UN report reveals that nearly half of the world’s migratory species are in decline

A report released Monday sheds light on the concerning issue of declining migratory species populations. The study, led by Kelly Malsch, reveals that almost half of the world’s migratory animals are at risk of extinction due to various factors such as habitat loss, illegal hunting and fishing, pollution, and climate change.

The importance of stopover sites for migratory species was highlighted by Malsch, who emphasized their role in ensuring the survival of these species. Migration is a critical element in the existence of many species, and any threat to this process could lead to their extinction. The report relied on data from the International Union for Conservation of Nature’s Red List.

The United Nations meeting in Samarkand, Uzbekistan, will review proposals for conservation measures and consider adding new species to the lists of concern. These decisions are crucial as one country alone cannot save any of these species.

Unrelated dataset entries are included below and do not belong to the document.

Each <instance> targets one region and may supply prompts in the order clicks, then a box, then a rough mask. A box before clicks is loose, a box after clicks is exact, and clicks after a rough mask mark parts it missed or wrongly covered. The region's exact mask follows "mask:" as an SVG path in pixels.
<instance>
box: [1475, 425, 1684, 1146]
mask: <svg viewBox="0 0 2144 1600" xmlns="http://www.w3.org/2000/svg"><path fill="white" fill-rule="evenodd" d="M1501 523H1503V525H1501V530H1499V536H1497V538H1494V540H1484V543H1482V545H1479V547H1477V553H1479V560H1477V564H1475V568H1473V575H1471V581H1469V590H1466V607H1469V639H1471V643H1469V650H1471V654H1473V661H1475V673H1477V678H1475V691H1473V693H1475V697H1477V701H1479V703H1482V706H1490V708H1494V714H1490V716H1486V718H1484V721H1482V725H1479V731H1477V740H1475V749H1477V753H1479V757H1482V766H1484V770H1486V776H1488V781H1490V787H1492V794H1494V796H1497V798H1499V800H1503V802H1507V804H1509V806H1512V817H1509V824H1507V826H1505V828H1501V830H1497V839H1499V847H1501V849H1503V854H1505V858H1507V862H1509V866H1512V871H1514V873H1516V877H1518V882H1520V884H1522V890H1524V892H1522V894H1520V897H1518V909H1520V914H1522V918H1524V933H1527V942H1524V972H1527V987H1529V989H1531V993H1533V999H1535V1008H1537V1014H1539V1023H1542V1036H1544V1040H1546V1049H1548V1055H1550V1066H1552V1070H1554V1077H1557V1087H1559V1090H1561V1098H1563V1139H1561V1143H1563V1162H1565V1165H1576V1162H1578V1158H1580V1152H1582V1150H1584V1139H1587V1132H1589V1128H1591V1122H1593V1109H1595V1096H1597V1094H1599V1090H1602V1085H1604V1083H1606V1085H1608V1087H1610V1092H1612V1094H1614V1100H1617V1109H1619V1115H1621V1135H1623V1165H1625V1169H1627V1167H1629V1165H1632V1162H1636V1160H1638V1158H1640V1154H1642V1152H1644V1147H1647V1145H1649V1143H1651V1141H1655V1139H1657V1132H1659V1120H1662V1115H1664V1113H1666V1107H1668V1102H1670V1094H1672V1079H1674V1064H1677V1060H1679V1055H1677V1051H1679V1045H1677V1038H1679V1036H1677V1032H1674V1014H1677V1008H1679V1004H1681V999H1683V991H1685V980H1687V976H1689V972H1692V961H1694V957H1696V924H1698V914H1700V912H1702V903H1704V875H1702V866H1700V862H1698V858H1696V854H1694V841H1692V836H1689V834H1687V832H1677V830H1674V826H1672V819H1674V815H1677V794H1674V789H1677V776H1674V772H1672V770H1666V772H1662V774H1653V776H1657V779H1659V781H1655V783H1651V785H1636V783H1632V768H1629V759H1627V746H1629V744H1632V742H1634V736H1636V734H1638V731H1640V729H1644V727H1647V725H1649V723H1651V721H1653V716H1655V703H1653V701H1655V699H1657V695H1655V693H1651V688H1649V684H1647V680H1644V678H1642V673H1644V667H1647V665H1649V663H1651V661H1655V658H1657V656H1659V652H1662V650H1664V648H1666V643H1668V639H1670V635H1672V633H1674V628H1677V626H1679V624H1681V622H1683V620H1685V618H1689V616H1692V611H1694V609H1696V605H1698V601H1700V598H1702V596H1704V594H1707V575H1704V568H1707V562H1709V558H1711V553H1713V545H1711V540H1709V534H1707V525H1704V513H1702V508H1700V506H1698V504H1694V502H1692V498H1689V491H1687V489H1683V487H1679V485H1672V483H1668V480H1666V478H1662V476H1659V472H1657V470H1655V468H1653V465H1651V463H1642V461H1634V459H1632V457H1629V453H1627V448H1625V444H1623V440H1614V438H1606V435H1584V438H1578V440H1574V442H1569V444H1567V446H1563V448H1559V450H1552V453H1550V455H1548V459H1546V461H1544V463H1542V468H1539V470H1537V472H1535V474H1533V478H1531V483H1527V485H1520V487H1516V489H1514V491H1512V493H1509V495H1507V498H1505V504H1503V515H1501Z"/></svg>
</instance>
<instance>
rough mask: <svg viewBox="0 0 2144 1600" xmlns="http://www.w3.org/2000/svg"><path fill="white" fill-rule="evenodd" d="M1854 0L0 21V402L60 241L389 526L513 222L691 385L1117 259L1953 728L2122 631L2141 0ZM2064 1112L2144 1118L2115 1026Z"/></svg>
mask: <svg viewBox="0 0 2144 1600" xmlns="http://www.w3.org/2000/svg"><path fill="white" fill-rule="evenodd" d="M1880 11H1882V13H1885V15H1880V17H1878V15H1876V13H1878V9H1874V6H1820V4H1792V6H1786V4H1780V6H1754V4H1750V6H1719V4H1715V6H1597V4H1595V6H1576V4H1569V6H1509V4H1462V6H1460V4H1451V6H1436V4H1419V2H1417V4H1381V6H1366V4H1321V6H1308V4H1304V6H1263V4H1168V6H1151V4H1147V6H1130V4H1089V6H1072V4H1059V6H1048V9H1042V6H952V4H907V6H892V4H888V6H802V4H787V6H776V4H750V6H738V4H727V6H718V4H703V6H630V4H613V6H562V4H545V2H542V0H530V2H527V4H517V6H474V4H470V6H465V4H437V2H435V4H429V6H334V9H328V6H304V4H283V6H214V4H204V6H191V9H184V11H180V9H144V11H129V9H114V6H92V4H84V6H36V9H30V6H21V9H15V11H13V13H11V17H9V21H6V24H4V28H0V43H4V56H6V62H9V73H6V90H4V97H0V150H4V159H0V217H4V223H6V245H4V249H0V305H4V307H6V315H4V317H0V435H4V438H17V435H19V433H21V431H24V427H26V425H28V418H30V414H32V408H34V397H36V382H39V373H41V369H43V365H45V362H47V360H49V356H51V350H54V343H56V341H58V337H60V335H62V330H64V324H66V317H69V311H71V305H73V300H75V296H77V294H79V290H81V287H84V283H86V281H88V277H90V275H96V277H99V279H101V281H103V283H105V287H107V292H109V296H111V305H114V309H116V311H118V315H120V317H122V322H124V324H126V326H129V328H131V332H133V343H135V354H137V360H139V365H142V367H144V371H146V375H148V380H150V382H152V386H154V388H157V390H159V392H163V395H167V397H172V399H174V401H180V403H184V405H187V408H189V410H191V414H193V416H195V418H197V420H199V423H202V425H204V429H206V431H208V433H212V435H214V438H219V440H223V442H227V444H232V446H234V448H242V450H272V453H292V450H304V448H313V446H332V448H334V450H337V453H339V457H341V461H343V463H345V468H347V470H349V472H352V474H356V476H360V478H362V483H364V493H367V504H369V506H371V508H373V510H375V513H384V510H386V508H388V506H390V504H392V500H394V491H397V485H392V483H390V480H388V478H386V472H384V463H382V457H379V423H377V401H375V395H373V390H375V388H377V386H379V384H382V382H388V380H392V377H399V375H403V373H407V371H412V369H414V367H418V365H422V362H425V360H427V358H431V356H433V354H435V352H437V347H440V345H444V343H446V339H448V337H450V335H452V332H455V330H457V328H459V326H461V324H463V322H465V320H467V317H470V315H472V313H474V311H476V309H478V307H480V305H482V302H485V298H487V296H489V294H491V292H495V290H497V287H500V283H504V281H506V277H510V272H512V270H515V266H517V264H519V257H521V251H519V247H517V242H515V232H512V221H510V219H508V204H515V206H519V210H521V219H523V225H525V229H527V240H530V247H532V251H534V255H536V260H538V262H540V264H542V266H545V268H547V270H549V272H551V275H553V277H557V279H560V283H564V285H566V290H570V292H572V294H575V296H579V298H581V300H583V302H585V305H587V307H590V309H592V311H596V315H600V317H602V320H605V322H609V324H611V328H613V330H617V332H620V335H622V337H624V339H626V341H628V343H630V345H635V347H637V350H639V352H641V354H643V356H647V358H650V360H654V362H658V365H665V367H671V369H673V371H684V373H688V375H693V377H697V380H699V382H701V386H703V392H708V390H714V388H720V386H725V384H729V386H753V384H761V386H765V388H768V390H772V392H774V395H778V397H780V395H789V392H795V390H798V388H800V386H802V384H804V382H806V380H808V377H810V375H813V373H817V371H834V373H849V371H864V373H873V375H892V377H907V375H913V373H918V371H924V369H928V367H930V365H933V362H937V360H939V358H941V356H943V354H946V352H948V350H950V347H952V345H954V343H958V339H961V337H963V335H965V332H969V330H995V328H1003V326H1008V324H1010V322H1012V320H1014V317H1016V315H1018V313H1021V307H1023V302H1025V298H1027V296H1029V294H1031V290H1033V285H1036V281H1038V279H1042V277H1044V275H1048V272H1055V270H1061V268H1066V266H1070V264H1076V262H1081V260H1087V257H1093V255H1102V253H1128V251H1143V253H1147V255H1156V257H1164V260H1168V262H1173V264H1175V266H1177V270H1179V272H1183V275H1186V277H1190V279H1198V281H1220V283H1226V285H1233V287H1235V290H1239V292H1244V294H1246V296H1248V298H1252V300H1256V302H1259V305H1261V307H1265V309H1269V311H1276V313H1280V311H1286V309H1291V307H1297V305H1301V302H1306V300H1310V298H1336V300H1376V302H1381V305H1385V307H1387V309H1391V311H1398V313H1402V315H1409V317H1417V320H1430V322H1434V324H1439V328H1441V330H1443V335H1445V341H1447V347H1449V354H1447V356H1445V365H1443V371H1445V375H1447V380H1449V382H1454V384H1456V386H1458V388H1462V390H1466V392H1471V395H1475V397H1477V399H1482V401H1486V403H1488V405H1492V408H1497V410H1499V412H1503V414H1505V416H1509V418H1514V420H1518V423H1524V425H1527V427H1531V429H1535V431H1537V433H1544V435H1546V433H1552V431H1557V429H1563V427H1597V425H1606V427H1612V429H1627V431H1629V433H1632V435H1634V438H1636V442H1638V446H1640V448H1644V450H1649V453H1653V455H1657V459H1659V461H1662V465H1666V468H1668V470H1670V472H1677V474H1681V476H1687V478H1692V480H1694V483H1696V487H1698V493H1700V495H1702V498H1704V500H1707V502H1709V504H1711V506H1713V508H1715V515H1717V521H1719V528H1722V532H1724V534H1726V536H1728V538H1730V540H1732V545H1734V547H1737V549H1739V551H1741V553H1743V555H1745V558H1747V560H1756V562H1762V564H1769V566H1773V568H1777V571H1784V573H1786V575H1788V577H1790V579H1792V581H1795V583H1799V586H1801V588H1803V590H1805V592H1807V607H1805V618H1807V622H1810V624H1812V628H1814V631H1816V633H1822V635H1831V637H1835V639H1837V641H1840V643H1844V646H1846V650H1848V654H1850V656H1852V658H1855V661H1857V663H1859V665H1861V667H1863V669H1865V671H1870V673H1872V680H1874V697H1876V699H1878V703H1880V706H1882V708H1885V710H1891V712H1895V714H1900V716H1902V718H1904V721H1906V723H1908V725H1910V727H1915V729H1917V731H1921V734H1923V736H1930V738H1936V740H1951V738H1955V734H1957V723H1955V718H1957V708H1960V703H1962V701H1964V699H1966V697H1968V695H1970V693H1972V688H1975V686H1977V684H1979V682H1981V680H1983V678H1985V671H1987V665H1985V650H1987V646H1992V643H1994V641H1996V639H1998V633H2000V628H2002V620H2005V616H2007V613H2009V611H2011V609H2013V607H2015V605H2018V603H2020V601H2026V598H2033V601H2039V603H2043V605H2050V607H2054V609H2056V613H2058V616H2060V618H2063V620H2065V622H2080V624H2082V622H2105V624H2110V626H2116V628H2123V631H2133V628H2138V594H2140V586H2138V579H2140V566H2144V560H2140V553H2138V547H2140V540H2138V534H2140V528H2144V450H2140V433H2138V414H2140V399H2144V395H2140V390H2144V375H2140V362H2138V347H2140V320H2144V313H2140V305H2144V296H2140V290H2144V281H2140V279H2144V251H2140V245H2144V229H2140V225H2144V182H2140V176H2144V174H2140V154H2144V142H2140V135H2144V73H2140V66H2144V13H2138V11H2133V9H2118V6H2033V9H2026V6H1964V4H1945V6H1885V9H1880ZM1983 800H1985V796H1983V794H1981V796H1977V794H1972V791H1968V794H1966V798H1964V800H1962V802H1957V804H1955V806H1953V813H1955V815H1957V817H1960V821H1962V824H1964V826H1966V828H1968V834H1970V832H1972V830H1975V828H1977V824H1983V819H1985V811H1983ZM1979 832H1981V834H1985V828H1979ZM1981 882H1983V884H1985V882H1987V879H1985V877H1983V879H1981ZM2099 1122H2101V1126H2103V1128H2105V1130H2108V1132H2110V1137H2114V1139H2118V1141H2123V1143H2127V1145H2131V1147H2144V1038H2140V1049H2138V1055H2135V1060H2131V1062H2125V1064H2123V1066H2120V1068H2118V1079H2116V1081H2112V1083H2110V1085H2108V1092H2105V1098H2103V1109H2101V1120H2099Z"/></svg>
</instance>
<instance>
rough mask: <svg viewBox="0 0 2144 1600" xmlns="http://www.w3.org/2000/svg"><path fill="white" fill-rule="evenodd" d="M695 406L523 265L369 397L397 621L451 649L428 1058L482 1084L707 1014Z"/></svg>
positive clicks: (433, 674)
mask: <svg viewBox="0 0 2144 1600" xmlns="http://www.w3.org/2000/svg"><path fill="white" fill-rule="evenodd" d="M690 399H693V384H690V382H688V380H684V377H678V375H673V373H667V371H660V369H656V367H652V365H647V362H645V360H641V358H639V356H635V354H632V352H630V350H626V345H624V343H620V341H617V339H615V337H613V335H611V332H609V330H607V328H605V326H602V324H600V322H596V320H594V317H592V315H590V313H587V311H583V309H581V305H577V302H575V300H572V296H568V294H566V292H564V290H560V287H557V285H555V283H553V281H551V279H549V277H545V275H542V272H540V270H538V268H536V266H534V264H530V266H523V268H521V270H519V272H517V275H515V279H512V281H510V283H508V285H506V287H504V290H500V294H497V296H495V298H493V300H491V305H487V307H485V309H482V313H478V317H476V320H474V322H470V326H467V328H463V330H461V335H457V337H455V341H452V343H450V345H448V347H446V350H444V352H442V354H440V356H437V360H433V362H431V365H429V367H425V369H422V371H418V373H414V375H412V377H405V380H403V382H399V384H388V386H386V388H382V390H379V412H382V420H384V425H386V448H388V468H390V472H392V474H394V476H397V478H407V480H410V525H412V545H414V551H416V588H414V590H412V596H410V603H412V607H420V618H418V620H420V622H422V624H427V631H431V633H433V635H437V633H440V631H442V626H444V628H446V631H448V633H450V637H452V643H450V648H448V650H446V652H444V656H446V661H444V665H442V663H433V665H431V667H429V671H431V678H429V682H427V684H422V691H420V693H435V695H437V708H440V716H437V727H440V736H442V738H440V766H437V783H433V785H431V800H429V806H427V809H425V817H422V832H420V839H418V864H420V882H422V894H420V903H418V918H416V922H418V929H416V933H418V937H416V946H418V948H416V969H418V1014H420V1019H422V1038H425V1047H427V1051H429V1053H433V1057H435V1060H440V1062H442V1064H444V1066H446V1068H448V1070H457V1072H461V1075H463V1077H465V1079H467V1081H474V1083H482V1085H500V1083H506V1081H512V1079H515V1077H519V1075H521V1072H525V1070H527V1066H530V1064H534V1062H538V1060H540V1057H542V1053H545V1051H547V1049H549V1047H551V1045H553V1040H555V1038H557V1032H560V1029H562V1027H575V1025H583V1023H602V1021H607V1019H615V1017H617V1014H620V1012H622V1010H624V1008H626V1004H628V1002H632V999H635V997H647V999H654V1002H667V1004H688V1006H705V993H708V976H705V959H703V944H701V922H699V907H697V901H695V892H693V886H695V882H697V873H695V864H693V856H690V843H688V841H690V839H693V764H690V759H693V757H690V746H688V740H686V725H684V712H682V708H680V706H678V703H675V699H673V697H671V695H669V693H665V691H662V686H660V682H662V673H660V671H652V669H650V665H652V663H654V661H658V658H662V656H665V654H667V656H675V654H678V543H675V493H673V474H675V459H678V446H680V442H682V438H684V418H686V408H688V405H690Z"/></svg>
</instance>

At the meeting, eight South American governments plan to propose adding two declining Amazon catfish species to the list of migratory species of concern. Protecting the Amazon River basin, which is the largest freshwater system globally, is vital for their survival.

In 2022, governments pledged to protect 30% of the planet’s land and water resources for conservation at the U.N. Biodiversity Conference in Montreal, Canada. This pledge highlights the global effort required to protect migratory species and ensure their survival for future generations.